Wednesday, July 02, 2008

Ugh - The Eating Continues

Honestly, I don’t know what the heck is wrong with me.  I’ve been eating like a pig… just 2 weeks ago I was rejoicing in dropping 12 pounds almost and tonight I was laying on my couch eating an entire tub of spice drops - a TUB I say… you know the ones that have like 1000 spice drops in it?  Yep, ate it.  My neighbor gave it to me as a little token of appreciation for helping her out with her computer.  Some token :( I haven’t eaten sugar and I can’t tell you how long and I figured I’d just have a few, but I didn’t stop till there was like only 20 left and THEN I put it away.  Not when there were like 200 left, nope, just 20.  This was after I ate doritos which I bought at the grocery store after a moment of weakness.  It is the classic case of deprivation.  I deprived myself for so long and then I just went nuts. 

I’ve been really stressed lately and food has certainly become my comfort.  You know, it’s funny.  I help write this blog along with Queenie and she is losing mondo weight and here I am struggling time after time after time.  I research this stuff - I KNOW what to do and what not to do, and yet I can’t seem to break free from my obesity.  Honestly, I’m ready to give up.  I’m ready to accept the fact that I’m fat and will always be fat.  It’s just so frustrating.  I guess as co-writer for this blog I shouldn’t be admiting this, but the fact is I’m not much different from you all that struggle.  I have my moments of complete and utter failure just like everyone else.  I just have to own up to the fact that I can’t give you guys advice if I can’t follow it on my own. 

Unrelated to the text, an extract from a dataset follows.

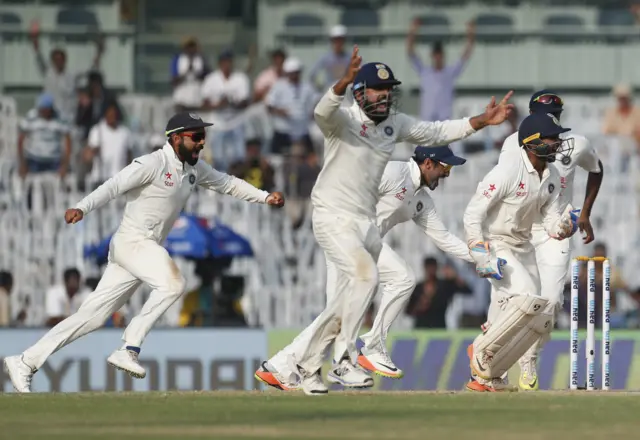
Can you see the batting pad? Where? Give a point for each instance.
(520, 310)
(537, 330)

I want you all to know how much I try - I really do!  I have good intentions every single morning but then they fall to the wayside every time food is involved.  I do good for a month and then I spend 3 months screwing up.  I wonder if that is why you are all deserting us… are you fed up with reading advice and tips from a person that can’t seem to follow her own advice?  I wonder if maybe you are all mocking me every time you click onto this site… or can you relate?  I really don’t know honestly.  I just don’t know.  I’m so sick of being sick and tired.  I’m so sick of being fat.  I just don’t know how much work I can do anymore to take off the weight.  I feel like I have been dieting my whole life - and it is never going to end, and tonight, maybe just for tonight, I can’t deal with it.  Hopefully tomorrow I will wake up and it’ll be another day and I’ll feel totally different and want to get back on the wagon again… I can only hope! 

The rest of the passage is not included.